Managing Director John Guscic said the first round was purely for the preservation of the business and assuming the worst-case scenario.
The second round is intended to give the company the ability to engage in acquisitions.
The pandemic is likely to have put smaller, private travel companies in a bit of distress.
Meaning there could be a few targets for WEB to snap up.
Webjet said its new funds would allow it to survive a ‘doomsday’ scenario while providing the capital to acquire struggling travel industry rivals.
The issued notes paint an optimistic picture for the WEB share price.

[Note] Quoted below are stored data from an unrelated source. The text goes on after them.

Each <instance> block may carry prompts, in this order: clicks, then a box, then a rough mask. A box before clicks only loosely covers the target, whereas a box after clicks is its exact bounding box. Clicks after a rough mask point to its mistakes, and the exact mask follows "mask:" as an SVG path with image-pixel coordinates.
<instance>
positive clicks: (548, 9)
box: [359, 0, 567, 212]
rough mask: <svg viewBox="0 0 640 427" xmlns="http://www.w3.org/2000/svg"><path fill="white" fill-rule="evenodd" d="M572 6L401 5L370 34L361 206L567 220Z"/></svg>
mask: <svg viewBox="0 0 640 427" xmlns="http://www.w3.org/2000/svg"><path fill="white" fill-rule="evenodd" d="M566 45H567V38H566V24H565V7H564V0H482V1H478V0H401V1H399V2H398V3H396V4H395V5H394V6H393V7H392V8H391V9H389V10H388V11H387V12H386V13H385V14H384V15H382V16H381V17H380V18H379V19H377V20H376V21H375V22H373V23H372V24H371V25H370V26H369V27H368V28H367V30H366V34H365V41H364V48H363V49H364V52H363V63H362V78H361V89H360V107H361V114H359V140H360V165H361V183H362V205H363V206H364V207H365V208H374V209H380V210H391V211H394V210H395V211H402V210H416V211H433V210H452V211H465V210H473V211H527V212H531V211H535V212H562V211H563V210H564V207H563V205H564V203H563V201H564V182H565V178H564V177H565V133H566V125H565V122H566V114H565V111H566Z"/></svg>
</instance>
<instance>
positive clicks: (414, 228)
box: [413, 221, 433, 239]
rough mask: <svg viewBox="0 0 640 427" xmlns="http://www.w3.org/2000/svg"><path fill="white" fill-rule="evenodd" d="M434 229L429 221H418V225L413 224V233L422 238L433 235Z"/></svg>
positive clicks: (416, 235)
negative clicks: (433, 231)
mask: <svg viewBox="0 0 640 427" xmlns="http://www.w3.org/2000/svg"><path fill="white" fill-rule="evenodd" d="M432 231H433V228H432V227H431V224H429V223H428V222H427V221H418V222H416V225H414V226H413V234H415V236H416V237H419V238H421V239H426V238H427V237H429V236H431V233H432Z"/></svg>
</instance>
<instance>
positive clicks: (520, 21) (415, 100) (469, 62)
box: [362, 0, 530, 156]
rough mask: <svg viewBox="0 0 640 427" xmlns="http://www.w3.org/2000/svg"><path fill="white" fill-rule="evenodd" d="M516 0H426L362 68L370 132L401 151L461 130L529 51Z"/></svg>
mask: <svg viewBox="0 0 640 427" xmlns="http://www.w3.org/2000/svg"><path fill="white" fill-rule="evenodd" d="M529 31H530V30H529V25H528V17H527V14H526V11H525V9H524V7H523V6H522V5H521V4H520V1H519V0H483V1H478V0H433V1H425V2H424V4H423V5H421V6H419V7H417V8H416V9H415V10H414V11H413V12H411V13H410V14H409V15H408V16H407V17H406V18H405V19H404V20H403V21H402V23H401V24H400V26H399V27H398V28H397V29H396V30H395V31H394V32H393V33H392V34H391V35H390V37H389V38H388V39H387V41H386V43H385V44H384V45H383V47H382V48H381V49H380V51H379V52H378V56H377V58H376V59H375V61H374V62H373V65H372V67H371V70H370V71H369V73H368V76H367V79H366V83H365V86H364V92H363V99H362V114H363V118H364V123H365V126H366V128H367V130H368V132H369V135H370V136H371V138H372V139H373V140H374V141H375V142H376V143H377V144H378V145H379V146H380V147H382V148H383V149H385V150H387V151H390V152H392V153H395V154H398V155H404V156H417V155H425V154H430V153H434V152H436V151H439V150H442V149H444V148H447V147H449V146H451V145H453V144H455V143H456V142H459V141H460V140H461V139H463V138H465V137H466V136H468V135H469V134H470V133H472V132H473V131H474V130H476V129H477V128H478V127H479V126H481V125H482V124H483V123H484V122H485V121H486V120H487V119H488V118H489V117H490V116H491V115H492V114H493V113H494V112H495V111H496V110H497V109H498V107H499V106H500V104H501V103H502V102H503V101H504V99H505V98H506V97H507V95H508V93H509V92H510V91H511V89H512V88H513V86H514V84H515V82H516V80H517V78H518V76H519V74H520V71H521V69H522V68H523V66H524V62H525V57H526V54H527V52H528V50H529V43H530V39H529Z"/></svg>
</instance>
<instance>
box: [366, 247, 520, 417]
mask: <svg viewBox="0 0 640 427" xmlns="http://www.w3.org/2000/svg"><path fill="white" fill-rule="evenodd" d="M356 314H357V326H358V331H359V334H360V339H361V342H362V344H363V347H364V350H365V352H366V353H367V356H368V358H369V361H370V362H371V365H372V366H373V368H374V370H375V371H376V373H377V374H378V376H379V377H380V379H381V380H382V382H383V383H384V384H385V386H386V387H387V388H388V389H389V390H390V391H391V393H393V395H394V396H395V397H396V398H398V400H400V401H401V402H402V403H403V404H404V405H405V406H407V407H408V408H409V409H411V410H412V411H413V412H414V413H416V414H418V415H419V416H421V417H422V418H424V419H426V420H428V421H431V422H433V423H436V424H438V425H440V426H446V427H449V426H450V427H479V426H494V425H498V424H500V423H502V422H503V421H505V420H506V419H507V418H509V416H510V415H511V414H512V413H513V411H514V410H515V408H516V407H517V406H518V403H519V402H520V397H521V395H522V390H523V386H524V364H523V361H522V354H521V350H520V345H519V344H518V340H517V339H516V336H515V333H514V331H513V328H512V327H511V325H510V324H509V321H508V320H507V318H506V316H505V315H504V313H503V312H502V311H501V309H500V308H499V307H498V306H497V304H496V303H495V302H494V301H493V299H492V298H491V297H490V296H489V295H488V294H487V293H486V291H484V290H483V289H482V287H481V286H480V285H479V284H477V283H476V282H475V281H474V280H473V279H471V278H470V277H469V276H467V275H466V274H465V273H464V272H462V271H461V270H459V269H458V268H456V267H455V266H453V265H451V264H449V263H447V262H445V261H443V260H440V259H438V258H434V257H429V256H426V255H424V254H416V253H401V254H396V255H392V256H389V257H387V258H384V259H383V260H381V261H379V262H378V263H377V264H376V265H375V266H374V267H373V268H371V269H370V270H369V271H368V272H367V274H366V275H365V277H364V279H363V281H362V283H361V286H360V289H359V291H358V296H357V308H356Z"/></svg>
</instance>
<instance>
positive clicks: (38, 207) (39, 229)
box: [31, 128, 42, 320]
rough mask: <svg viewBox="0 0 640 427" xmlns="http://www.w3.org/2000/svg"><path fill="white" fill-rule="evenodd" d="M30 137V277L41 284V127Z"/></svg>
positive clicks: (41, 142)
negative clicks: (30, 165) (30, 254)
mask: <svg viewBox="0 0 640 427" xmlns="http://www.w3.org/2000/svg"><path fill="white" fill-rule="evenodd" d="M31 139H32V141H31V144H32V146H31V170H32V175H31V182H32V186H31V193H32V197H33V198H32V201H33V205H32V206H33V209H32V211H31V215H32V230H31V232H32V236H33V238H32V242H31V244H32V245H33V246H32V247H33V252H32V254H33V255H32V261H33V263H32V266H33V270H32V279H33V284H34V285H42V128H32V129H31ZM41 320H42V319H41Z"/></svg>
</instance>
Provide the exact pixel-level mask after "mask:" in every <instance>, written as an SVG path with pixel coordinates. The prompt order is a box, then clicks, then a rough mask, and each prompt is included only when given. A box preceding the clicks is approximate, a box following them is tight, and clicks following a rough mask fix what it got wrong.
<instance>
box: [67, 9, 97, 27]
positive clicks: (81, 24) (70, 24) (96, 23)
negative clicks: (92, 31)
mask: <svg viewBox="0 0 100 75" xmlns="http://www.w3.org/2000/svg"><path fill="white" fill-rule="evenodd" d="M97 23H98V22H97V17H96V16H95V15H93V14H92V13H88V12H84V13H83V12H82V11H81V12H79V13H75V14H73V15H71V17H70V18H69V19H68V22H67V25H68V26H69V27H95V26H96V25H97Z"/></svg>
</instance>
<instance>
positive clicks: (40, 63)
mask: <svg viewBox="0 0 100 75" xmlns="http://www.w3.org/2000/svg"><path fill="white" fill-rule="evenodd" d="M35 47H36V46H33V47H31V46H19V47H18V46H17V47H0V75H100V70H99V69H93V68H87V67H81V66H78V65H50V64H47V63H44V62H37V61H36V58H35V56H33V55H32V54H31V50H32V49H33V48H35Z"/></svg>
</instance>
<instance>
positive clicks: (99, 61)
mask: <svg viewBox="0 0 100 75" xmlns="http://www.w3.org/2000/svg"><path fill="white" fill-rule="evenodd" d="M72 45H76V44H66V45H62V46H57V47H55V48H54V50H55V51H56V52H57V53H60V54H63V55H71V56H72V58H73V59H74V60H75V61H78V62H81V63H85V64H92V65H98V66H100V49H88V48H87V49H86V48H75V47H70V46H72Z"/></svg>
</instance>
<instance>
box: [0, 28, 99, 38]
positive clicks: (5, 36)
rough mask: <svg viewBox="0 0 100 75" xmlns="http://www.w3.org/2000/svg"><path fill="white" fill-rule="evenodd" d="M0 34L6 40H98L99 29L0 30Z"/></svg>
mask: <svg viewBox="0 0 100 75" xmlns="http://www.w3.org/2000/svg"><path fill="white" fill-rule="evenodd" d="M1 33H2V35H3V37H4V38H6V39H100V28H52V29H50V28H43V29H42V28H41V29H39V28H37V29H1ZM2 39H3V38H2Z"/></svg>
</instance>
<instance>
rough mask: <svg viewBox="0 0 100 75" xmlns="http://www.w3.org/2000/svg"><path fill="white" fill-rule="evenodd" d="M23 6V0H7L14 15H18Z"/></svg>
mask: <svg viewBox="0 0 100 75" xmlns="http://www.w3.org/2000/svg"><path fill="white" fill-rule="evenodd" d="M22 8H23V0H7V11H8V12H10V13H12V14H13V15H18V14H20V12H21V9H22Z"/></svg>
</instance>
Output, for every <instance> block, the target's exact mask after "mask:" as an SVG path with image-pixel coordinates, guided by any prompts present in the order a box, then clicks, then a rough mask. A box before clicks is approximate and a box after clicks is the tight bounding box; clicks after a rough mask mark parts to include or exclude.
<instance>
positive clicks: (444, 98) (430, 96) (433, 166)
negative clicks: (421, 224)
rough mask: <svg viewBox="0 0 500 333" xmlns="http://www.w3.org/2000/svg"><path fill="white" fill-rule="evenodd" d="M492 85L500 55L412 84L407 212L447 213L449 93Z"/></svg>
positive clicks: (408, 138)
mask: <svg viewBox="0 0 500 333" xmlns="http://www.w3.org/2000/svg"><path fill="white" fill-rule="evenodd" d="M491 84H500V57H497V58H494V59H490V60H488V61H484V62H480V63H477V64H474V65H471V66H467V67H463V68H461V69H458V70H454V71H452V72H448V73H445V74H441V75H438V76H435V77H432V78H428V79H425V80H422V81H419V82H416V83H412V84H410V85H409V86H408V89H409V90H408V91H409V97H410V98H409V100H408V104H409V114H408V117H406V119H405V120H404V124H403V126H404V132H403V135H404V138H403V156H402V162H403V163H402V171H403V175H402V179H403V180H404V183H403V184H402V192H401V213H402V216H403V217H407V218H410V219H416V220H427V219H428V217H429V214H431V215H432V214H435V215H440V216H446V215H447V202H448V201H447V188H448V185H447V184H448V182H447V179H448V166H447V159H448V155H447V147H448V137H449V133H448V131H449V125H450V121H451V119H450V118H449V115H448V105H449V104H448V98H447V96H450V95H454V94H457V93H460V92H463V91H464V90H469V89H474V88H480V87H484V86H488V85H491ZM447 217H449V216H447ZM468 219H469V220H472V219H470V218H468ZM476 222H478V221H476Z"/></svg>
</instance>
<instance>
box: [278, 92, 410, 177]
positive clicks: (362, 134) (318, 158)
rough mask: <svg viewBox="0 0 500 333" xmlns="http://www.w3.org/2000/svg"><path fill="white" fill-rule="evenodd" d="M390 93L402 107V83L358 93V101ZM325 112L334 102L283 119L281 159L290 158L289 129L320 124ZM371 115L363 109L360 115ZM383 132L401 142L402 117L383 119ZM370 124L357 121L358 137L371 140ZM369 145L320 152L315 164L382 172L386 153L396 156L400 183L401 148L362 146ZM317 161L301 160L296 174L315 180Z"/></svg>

They are issued at a coupon of 2.5% and mature in July 2027.
Holders can convert them after July next year into shares at a price of $4.09.
An optimistic price given the current $3.12 price tag.
More infections could mean more equity raising
This latest round of equity raising by WEB is far from a knee-jerk reaction.
There was always a possibility of a fresh wave of coronavirus infections.
Mr Guscic said WEB had been preparing for something like this since March and that the additional capital raising had been on the agenda for almost six weeks.
Market regulators are now expected to ease the rules around equity raising to help corporate Australia through COVID-19.
According to Credit Suisse, 35 ASX 200 listed companies have tapped investors since March.
33 of those were trading above the raising price as of Wednesday.